/cassandra-bulkloader

CLI tool generating Cassandra SSTables

Primary LanguageJavaApache License 2.0Apache-2.0

cassandra-bulkloader

CLI tool generating Cassandra SSTables

This tool is simply generating SSTables programmatically. It uses Cassandra's CQLSSTableWriter. After generation of SSTables is finished, you can load them by sstableloader tool as usually.

The project consists of three modules:

  • api - impl is coded against this module
  • impl - implementation of your population logic, depends on api
  • loader - implementation of whole loader CLI application, depends on impl and api.

Build

mvn clean instal

Run

java \
  -cp /path/to/impl-1.0.jar:/path/to/loader-1.0.jar \
  com.instaclustr.cassandra.bulkloader.CLIApplication \
  _command_ \
  _arguments_

No command executes default command - help:

Usage: <main class> [-V] COMMAND
  -V, --version   print version information and exit
Commands:
  csv     tool for bulk-loading of data from csv
  random  tool for bulk-loading of random data

random command

tool for bulk-loading of random data
  -d, --output-dir=[DIRECTORY]
                            Destination where SSTables will be generated.
  -k, --keyspace=[KEYSPACE] Keyspace for which SSTables will be generated.
  -t, --table=[TABLE]       Table for which SSTables will be generated.
  -s, --schema=[PATH]       Path to CQL schema where CREATE TABLE statement is
                              specified.
      --sorted              Whether input data are already sorted (in terms of
                              CQL)
      --partitioner=<partitioner>
                            Paritioner used for SSTable generation, defaults to
                              'murmur'
      --bufferSize=<bufferSize>
                            How much data will be buffered before being written as
                              a new SSTable, in megabytes. Defaults to 128
      --numberOfRecords=<numberOfRecords>
                            Number of records to generate when using random
                              command
      --threads=<threads>   Number of threads to use for generation.
  -f, --file=<file>         file to digest, irrelevant for random loader
  -h, --help                Show this help message and exit.
  -V, --version             Print version information and exit.

csv command

csv command has same arguments as random but --file is mandatory. There is supposed to be CSV file which is representing rows.

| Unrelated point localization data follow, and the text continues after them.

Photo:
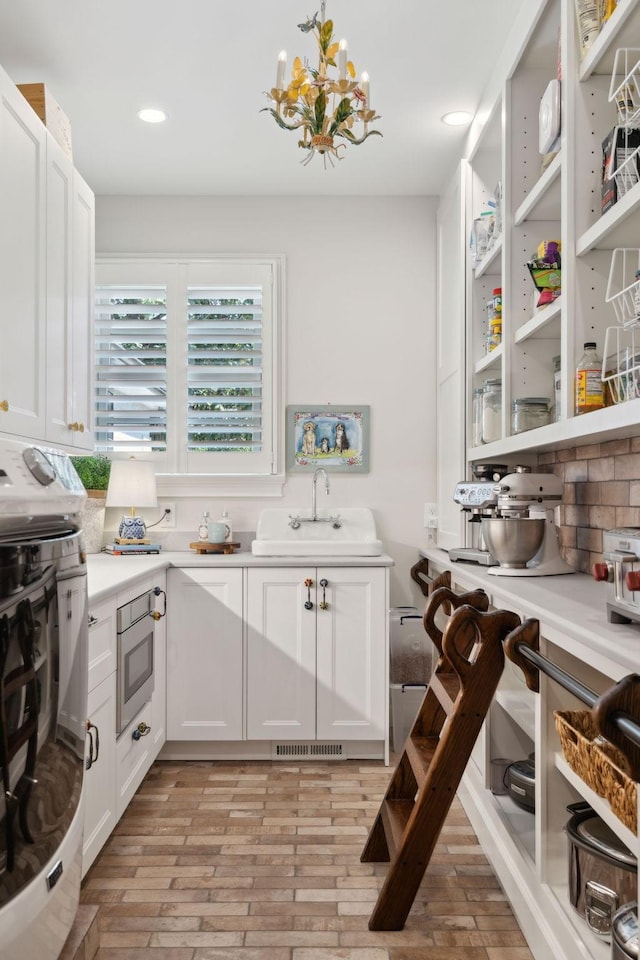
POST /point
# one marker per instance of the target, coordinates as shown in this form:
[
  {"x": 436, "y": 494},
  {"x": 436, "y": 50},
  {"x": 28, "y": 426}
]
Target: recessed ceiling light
[
  {"x": 457, "y": 118},
  {"x": 152, "y": 116}
]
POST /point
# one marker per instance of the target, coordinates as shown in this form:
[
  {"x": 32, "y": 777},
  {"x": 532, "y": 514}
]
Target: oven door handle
[
  {"x": 94, "y": 744},
  {"x": 156, "y": 613}
]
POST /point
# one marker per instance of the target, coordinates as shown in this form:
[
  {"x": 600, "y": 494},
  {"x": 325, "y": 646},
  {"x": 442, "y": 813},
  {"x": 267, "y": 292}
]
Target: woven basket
[{"x": 599, "y": 764}]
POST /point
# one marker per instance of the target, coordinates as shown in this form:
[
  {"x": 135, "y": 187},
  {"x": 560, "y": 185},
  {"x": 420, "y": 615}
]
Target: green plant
[{"x": 93, "y": 471}]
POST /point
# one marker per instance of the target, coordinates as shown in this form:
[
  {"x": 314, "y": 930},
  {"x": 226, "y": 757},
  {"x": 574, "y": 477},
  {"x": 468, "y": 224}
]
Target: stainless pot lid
[
  {"x": 596, "y": 833},
  {"x": 625, "y": 930}
]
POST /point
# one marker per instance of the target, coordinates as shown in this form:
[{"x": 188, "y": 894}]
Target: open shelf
[
  {"x": 543, "y": 202},
  {"x": 490, "y": 361},
  {"x": 520, "y": 706},
  {"x": 490, "y": 263},
  {"x": 590, "y": 946},
  {"x": 600, "y": 806},
  {"x": 546, "y": 324}
]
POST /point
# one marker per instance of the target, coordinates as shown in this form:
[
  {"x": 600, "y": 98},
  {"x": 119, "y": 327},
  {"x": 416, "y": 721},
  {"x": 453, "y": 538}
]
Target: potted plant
[{"x": 94, "y": 473}]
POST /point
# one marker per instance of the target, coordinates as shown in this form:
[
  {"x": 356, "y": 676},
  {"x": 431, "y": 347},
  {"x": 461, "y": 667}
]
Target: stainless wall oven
[
  {"x": 135, "y": 676},
  {"x": 43, "y": 699}
]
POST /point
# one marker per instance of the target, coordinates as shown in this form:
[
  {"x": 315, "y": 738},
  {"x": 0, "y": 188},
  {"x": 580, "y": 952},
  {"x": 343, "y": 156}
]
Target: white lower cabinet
[
  {"x": 316, "y": 653},
  {"x": 204, "y": 654},
  {"x": 117, "y": 767},
  {"x": 100, "y": 775},
  {"x": 100, "y": 815}
]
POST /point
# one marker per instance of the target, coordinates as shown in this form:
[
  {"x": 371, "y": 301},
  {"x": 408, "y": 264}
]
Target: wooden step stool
[{"x": 436, "y": 751}]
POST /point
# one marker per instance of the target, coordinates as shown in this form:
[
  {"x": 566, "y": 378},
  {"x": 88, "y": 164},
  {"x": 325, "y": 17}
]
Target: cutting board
[{"x": 201, "y": 546}]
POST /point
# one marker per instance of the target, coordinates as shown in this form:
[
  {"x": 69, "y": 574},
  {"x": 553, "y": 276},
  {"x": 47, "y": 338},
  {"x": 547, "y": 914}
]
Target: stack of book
[{"x": 132, "y": 548}]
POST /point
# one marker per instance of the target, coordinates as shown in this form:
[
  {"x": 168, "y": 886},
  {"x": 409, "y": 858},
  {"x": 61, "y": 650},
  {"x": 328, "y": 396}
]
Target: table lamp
[{"x": 132, "y": 484}]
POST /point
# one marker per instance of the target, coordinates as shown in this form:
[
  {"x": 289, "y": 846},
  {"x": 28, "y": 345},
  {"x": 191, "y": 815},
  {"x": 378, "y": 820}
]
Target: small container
[
  {"x": 226, "y": 520},
  {"x": 496, "y": 301},
  {"x": 527, "y": 413},
  {"x": 216, "y": 532},
  {"x": 476, "y": 417},
  {"x": 492, "y": 411},
  {"x": 589, "y": 386},
  {"x": 203, "y": 529},
  {"x": 557, "y": 380}
]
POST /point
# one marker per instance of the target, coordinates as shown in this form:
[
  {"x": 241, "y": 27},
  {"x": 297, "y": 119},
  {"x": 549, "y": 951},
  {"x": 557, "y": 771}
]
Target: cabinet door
[
  {"x": 82, "y": 298},
  {"x": 22, "y": 265},
  {"x": 450, "y": 373},
  {"x": 352, "y": 654},
  {"x": 100, "y": 815},
  {"x": 204, "y": 654},
  {"x": 281, "y": 654},
  {"x": 58, "y": 286}
]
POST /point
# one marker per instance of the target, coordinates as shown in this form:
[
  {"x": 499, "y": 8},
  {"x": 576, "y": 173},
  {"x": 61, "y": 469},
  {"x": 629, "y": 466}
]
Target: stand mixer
[{"x": 523, "y": 536}]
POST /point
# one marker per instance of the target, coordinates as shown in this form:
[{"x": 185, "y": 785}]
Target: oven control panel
[{"x": 37, "y": 480}]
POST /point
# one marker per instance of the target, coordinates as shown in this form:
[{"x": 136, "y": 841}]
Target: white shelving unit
[
  {"x": 562, "y": 202},
  {"x": 559, "y": 202}
]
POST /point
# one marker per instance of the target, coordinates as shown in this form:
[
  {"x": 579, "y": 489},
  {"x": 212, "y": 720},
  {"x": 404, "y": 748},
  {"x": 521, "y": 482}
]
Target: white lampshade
[{"x": 132, "y": 483}]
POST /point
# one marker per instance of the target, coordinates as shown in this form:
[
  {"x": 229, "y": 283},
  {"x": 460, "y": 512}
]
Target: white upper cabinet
[
  {"x": 22, "y": 265},
  {"x": 46, "y": 282}
]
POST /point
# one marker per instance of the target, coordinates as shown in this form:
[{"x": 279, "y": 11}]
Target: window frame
[{"x": 173, "y": 476}]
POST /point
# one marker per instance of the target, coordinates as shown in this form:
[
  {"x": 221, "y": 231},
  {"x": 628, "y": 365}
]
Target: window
[{"x": 186, "y": 355}]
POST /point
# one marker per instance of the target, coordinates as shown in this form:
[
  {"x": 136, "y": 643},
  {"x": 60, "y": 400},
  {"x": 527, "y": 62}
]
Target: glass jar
[
  {"x": 491, "y": 411},
  {"x": 527, "y": 413},
  {"x": 476, "y": 417}
]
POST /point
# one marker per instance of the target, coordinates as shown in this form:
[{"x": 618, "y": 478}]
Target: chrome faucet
[
  {"x": 336, "y": 522},
  {"x": 316, "y": 473}
]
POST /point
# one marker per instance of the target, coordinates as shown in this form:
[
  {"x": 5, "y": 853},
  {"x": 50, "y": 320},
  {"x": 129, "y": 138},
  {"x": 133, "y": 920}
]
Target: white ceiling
[{"x": 207, "y": 63}]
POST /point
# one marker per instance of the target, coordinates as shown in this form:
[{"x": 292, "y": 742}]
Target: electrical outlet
[
  {"x": 431, "y": 515},
  {"x": 169, "y": 519}
]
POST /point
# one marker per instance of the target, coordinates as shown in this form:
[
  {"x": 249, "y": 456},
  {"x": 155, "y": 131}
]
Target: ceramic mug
[{"x": 217, "y": 532}]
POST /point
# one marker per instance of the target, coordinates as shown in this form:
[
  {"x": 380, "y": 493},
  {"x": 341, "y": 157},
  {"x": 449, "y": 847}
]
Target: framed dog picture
[{"x": 335, "y": 437}]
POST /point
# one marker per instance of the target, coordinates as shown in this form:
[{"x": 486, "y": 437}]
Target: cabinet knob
[
  {"x": 632, "y": 580},
  {"x": 142, "y": 730},
  {"x": 602, "y": 572}
]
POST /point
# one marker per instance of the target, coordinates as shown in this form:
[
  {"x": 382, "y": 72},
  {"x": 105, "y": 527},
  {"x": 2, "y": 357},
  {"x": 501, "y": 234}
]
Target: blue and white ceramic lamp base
[{"x": 132, "y": 528}]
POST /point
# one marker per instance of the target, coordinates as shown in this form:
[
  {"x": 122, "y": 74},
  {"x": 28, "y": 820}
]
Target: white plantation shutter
[
  {"x": 186, "y": 364},
  {"x": 224, "y": 373},
  {"x": 131, "y": 368}
]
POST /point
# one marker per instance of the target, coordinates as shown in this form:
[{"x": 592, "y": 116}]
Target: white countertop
[
  {"x": 571, "y": 607},
  {"x": 107, "y": 574}
]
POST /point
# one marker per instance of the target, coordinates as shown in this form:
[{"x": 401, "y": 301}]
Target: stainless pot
[
  {"x": 513, "y": 540},
  {"x": 603, "y": 873}
]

Each row will be parsed into list of strings passed to RowMapper implementation where you have to map them to list of objects for Cassandra INSERT statement as values.

Row generation

In order to generate data, in case of random generator, you have to implement interface com.instaclustr.cassandra.bulkloader.RowMapper in api module. This implementation should be placed in impl module.

RowMapper interface

package com.instaclustr.cassandra.bulkloader;

import java.util.List;

public interface RowMapper {

    /**
     * Maps list of strings from whatever input representing
     * a row to list of objects to insert into Cassandra.
     *
     * @param row where values are consisting of list of strings
     * @return list of objects to put to insert statement
     */
    List<Object> map(final List<String> row);

    /**
     * Logically same as {@link #map(List)} but all data per row
     * needs to be generated inside of the method. The number
     * of items in the returned list has to match number of columns
     * in a row. Each such object represents value which will be
     * passed to Cassandra INSERT statement.
     *
     * This method is called repeatedly. Number of calls
     * is equal to paramter `--numberOfRecords`.
     *
     * @return list of objects to put to insert statement
     */
    List<Object> random();

    /**
     * @return string representation of INSERT INTO statement. Question marks in VALUES are not
     * meant to be replaced.
     * <p>
     * For example: 'INSERT INTO keyspace.table ("field1, "field2", ...) VALUES (?, ?, ?)'
     */
    String insertStatement();
}

SPI mechanism

There is Java SPI mechanism for implementation discovery so it means that besides implementing API, you have to change impl/src/main/resources/META-INF/services/com.instaclustr.cassandra.bulkloader.RowMapper file containing FQCN of your implemenation on one line.

Once impl jar is placed on the class path, it will be automatically discovered by loader module so you do not need to use any command-line arguments. Mere putting of that JAR on the class path does the job.

This in practice means that you need to compile only impl module which contains one class so the compilation and JAR building will take literally few seconds (less the 1 sec here). The command line arguments and all will look just same.